By the time the ambulance arrived, Ava was slipping in and out of consciousness. We administered a second and then a third Epi as the ambulance raced toward the hospital. We had to leave Mike and Gwen at home because, in our delirium, we had left the front door wide open and the EMT's wouldn't let us bring Gwen on. As the ambulance peeled away from the driveway, I remember thinking that this could be the worst decision of my life. Because if Ava had died that day she would have left without being surrounded by her family.

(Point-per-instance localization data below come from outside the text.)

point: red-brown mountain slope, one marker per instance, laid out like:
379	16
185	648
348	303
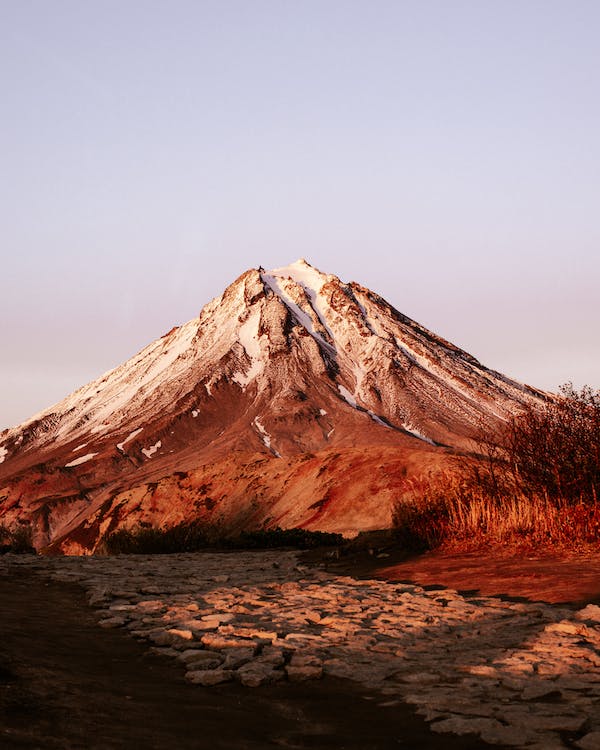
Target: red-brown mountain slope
293	399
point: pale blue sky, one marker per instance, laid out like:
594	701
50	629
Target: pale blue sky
445	154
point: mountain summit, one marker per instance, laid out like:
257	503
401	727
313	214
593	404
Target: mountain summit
294	399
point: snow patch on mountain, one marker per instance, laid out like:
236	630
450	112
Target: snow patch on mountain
129	437
81	460
266	438
149	452
249	339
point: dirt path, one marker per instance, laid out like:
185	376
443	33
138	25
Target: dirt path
66	683
555	579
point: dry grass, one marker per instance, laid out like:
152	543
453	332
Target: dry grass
453	514
535	485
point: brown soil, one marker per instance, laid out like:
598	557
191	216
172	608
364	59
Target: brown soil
554	578
67	683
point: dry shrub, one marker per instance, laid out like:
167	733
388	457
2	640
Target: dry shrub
536	485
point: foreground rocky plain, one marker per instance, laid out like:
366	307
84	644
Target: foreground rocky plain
517	674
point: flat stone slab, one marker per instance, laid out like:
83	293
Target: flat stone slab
515	673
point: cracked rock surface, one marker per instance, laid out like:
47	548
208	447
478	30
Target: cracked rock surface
517	674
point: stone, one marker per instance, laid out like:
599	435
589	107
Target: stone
196	659
112	622
236	657
303	673
217	642
208	678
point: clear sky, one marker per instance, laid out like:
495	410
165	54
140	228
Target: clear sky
445	154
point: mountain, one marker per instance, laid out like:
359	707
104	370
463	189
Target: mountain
294	399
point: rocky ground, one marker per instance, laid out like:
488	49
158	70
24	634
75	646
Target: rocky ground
518	674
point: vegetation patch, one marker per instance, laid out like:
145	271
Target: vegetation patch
536	485
196	536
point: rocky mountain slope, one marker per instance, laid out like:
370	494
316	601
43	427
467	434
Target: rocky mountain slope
294	399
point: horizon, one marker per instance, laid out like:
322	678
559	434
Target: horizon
445	158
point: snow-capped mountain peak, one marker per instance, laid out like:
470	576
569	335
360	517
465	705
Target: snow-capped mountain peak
285	363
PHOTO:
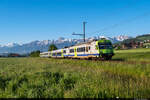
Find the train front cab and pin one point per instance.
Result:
(105, 49)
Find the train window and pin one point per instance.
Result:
(54, 54)
(87, 49)
(82, 49)
(71, 50)
(64, 51)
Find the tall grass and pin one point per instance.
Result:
(127, 75)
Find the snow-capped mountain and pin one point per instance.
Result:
(121, 37)
(44, 44)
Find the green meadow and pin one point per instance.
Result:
(127, 75)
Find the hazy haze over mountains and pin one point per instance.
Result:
(44, 44)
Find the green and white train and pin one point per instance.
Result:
(90, 50)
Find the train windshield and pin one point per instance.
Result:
(105, 46)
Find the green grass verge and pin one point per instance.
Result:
(127, 75)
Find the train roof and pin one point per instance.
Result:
(101, 40)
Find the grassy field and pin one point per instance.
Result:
(127, 75)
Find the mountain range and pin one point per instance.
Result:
(44, 44)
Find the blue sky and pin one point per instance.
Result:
(23, 21)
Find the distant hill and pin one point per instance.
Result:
(43, 45)
(140, 38)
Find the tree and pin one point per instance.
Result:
(35, 53)
(52, 47)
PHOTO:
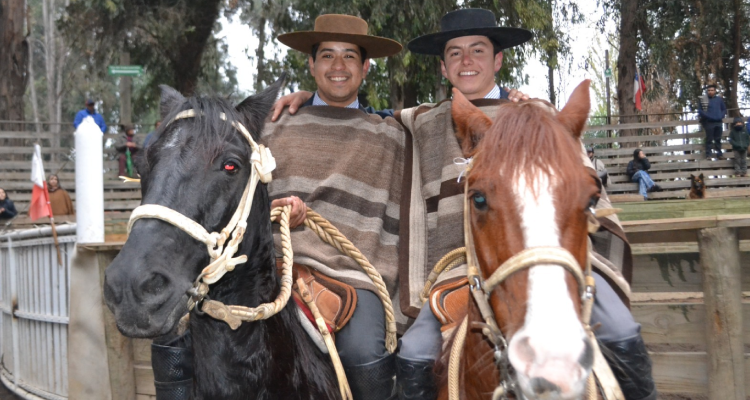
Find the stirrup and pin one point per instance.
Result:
(372, 381)
(415, 379)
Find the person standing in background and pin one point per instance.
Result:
(90, 111)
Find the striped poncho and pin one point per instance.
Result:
(432, 205)
(347, 166)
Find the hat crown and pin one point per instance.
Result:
(338, 23)
(468, 18)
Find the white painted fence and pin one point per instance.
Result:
(34, 310)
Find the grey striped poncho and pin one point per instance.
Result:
(347, 166)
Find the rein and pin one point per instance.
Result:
(222, 252)
(481, 289)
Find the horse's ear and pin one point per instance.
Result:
(575, 113)
(471, 122)
(255, 108)
(170, 99)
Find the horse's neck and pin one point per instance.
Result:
(261, 356)
(480, 374)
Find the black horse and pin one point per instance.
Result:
(199, 167)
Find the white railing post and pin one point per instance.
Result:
(89, 183)
(13, 304)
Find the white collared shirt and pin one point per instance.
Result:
(494, 93)
(317, 101)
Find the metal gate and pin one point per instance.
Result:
(34, 309)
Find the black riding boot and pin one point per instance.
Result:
(173, 369)
(415, 379)
(631, 366)
(372, 381)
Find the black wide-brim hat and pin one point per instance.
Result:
(341, 28)
(468, 22)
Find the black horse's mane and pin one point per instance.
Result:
(214, 132)
(266, 359)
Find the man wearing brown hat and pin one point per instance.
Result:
(345, 163)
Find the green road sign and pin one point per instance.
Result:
(125, 70)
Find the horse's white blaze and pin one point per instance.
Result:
(551, 341)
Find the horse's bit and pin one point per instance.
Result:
(481, 289)
(221, 252)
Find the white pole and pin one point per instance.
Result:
(89, 183)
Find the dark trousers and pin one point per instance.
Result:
(713, 136)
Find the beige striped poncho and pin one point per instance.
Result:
(347, 166)
(432, 205)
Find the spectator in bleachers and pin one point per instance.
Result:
(7, 208)
(601, 170)
(637, 171)
(150, 136)
(59, 199)
(740, 140)
(90, 111)
(127, 145)
(710, 114)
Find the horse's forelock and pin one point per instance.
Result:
(526, 139)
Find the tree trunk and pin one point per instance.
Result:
(626, 64)
(14, 51)
(551, 80)
(187, 64)
(260, 56)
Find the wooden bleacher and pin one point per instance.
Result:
(673, 158)
(15, 172)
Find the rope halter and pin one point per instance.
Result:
(223, 245)
(481, 289)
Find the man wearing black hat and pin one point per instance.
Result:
(90, 111)
(470, 47)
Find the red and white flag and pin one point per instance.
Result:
(39, 206)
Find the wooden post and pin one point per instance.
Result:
(720, 263)
(125, 86)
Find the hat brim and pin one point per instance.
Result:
(375, 46)
(434, 43)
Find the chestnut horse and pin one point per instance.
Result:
(526, 188)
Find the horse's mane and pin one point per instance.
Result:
(207, 126)
(526, 138)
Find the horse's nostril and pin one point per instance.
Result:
(154, 284)
(112, 293)
(541, 386)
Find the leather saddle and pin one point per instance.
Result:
(335, 300)
(449, 302)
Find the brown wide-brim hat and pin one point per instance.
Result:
(468, 22)
(341, 28)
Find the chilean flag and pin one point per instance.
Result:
(39, 206)
(640, 88)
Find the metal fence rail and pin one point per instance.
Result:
(34, 309)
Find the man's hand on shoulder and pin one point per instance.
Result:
(293, 100)
(299, 209)
(516, 95)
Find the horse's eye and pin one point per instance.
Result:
(593, 201)
(231, 167)
(480, 202)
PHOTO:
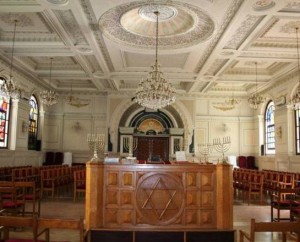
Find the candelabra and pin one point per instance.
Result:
(205, 150)
(222, 146)
(177, 145)
(96, 144)
(130, 144)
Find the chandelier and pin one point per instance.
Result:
(76, 101)
(255, 99)
(49, 97)
(228, 104)
(9, 89)
(295, 101)
(155, 92)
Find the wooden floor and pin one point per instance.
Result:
(66, 208)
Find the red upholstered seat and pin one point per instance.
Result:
(242, 162)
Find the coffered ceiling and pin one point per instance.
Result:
(206, 47)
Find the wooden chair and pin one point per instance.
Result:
(255, 186)
(50, 223)
(283, 227)
(40, 226)
(12, 199)
(79, 182)
(280, 201)
(31, 194)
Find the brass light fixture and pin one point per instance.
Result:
(295, 101)
(155, 92)
(49, 97)
(76, 101)
(255, 99)
(9, 89)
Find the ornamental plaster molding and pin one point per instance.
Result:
(293, 6)
(216, 66)
(92, 62)
(23, 19)
(202, 29)
(71, 26)
(233, 8)
(89, 12)
(243, 31)
(263, 5)
(58, 2)
(290, 27)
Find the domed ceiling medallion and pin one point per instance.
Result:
(180, 25)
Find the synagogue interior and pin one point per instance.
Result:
(158, 109)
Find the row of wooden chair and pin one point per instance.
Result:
(40, 226)
(290, 230)
(79, 183)
(281, 187)
(58, 180)
(14, 196)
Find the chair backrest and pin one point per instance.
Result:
(52, 223)
(58, 158)
(49, 158)
(283, 227)
(250, 162)
(242, 162)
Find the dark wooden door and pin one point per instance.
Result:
(152, 146)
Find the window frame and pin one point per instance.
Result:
(33, 123)
(6, 119)
(270, 134)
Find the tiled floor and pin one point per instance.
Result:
(66, 208)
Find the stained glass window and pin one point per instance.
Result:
(270, 128)
(4, 118)
(33, 123)
(297, 122)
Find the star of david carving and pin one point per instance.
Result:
(169, 204)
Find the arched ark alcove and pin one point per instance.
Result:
(148, 134)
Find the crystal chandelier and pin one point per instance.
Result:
(9, 89)
(49, 97)
(155, 92)
(295, 101)
(255, 99)
(76, 101)
(228, 104)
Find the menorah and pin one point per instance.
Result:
(96, 143)
(222, 146)
(130, 144)
(205, 150)
(177, 145)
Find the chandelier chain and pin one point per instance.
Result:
(155, 92)
(298, 54)
(13, 50)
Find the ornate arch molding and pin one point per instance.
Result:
(177, 113)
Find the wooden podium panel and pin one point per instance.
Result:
(157, 146)
(159, 197)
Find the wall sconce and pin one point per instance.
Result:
(279, 132)
(77, 127)
(225, 128)
(24, 126)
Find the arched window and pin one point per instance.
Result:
(4, 118)
(297, 129)
(270, 128)
(33, 123)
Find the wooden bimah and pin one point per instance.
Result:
(147, 202)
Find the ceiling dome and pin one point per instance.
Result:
(134, 24)
(142, 21)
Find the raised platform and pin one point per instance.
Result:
(154, 202)
(162, 236)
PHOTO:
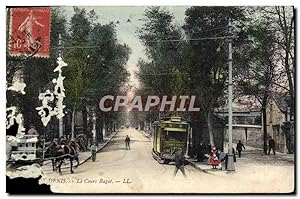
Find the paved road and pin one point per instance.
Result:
(118, 170)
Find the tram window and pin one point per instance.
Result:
(180, 136)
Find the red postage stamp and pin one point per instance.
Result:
(30, 31)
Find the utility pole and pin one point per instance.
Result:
(60, 121)
(230, 164)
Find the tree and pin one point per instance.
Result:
(37, 74)
(97, 62)
(163, 72)
(263, 60)
(207, 63)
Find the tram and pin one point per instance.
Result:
(25, 152)
(169, 135)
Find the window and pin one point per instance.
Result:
(173, 135)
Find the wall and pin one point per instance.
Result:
(254, 136)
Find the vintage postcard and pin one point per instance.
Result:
(150, 99)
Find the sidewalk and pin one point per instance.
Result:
(83, 156)
(250, 157)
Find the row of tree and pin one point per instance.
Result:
(192, 59)
(96, 67)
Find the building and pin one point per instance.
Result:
(280, 124)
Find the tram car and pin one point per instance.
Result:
(169, 135)
(25, 151)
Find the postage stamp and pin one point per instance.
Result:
(29, 31)
(151, 100)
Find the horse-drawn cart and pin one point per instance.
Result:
(26, 151)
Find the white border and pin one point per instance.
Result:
(4, 3)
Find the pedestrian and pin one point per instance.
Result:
(213, 158)
(271, 145)
(226, 158)
(94, 151)
(239, 148)
(32, 131)
(127, 142)
(179, 162)
(222, 157)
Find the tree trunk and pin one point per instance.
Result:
(84, 121)
(73, 122)
(210, 129)
(265, 133)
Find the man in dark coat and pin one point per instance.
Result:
(127, 142)
(271, 145)
(179, 162)
(239, 148)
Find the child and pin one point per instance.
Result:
(214, 160)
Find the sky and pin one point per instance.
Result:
(126, 31)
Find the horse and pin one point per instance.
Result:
(53, 153)
(64, 150)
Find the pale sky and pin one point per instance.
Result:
(126, 31)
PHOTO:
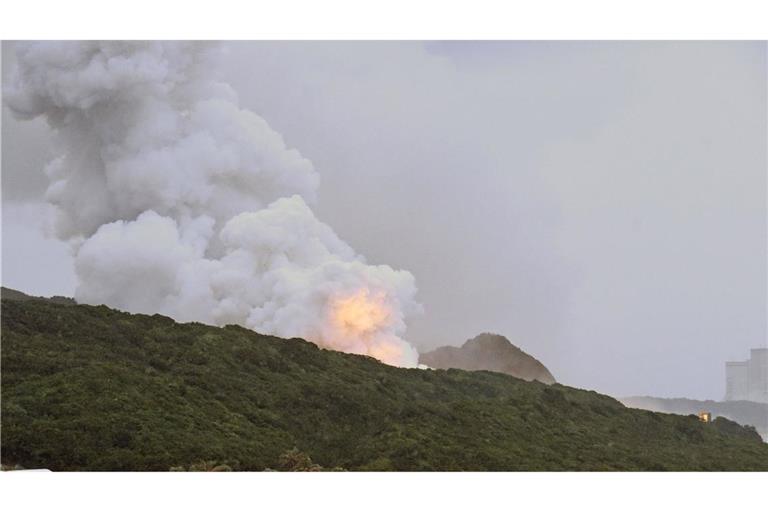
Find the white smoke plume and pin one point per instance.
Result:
(178, 201)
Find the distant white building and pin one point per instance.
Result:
(748, 380)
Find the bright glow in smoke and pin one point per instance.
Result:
(177, 201)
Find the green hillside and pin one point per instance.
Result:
(90, 388)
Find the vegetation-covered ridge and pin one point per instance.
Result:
(91, 388)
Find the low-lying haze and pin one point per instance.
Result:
(600, 204)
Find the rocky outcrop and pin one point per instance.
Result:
(490, 352)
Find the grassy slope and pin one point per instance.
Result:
(92, 388)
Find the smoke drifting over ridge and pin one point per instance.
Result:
(177, 201)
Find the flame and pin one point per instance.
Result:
(360, 314)
(362, 323)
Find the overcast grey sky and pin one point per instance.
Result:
(603, 205)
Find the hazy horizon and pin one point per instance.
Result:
(602, 205)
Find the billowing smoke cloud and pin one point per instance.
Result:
(177, 201)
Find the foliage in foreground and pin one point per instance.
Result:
(90, 388)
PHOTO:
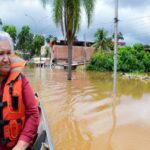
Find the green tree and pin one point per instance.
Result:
(38, 42)
(11, 30)
(25, 40)
(102, 42)
(67, 14)
(119, 37)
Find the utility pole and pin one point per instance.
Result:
(1, 23)
(84, 52)
(115, 47)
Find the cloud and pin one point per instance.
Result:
(133, 24)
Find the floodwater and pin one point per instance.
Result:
(83, 115)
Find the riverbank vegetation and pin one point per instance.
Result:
(130, 59)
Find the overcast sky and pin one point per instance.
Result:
(134, 18)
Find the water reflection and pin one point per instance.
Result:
(81, 115)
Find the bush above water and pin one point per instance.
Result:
(130, 59)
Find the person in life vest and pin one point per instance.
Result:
(19, 115)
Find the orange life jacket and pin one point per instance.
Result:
(12, 108)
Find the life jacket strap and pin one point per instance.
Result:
(5, 141)
(11, 87)
(4, 122)
(3, 104)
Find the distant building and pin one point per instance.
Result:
(80, 53)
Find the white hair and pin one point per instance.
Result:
(4, 36)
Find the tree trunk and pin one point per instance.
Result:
(51, 57)
(69, 76)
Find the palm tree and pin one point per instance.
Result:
(102, 42)
(119, 36)
(67, 14)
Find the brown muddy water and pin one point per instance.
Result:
(83, 115)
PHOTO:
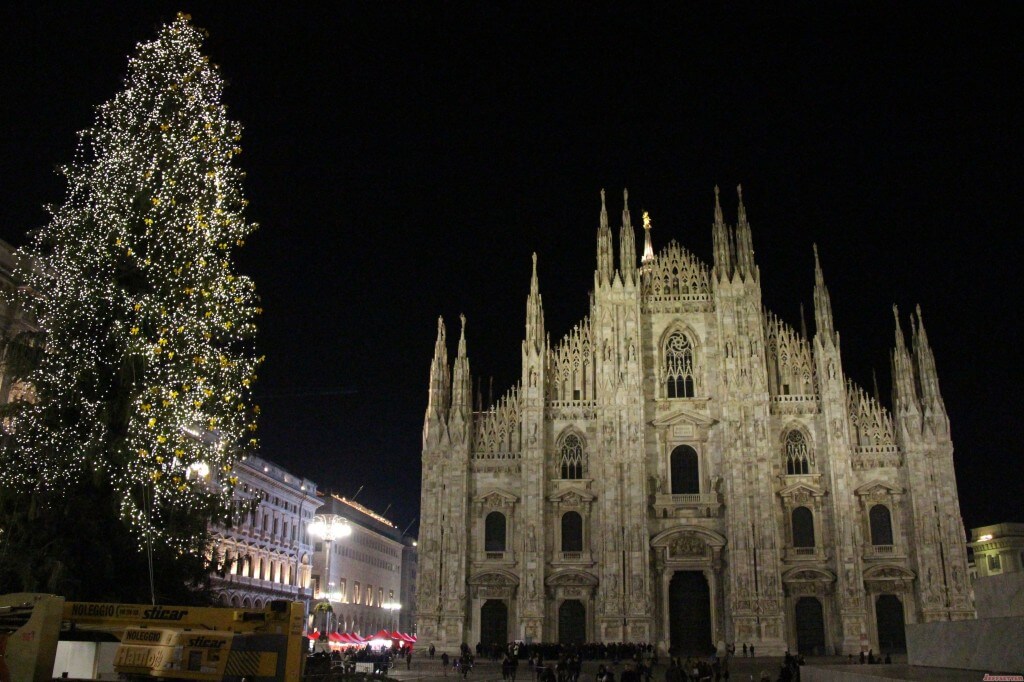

The EMT's and I worked together to revive Ava. We slapped her lightly, and then began to shake her more vigorously as she became increasingly quiet. Her every breath was labored and I could see that she no longer heard my desperate pleas to stay with me, to stay alive. She was so intent on the act of breathing. Something we easily take for granted, she fought viciously for that day. Watching her breathe in, I pleaded with her not to die. Watching her breathe out, I could see her struggle to live. And on and on we went--her grappling for life and me imploring her not to give up. It probably only took 15 minutes to get to the hospital but, to us, it was a lifetime. Immediately upon arrival, Ava was given a fourth dose of epinephrine that stopped the reaction. We were discharged from the hospital the night before her birthday and we celebrated her day with a much deeper appreciation for life.

That same summer a little girl died while on vacation with her family. After unknowingly eating a rice krispy treat with peanuts she went into anaphylactic shock and, soon after, died in her parent's arms. She received three Epi-pens that day and her dad was even a physician. Yet she died while Ava survived under similar circumstances. This drives us to our knees in humble acceptance of His grace.

Tomorrow she will undergo a biopsy that will hopefully give us a clearer picture of how to proceed with her treatments. We are terrified that our new "normal" will be disrupted again but we have enjoyed the beauty in the mundane this past month. Depending on the outcomes of the biopsy, our lives will change in distinct ways. Please pray with us that Ava's biopsy would reveal ZERO percent blasts and a negative MRD. 

Ava will turn 6 in August and, most likely, she will still be fighting for her life when she celebrates her birthday this year. But even with its ugly and sad moments, I want to remember this bookend year because of all that we've learned and experienced through the pain. We laughed often, loved deeply, cried intensely, grew immensely and lived with renewed passion for each other this year. And, most of all, we decided to give all of ourselves to the people around us without calculating the benefits or counting the cost. 

That makes it a year worth remembering.

"You're going have all of me because you're worth every falling tear. You're worth facing any fear. You're going to know all my love, even if it's not enough, enough to mend our broken hearts. But giving you all of me is where I'll start." -Matt Hammitt


Anonymous said...

Praying for zero <3

Anonymous said...

Hope this journaling brings some relief, even if for a wee bit. Standing with you in faith and enduring strength. Siew-Kim.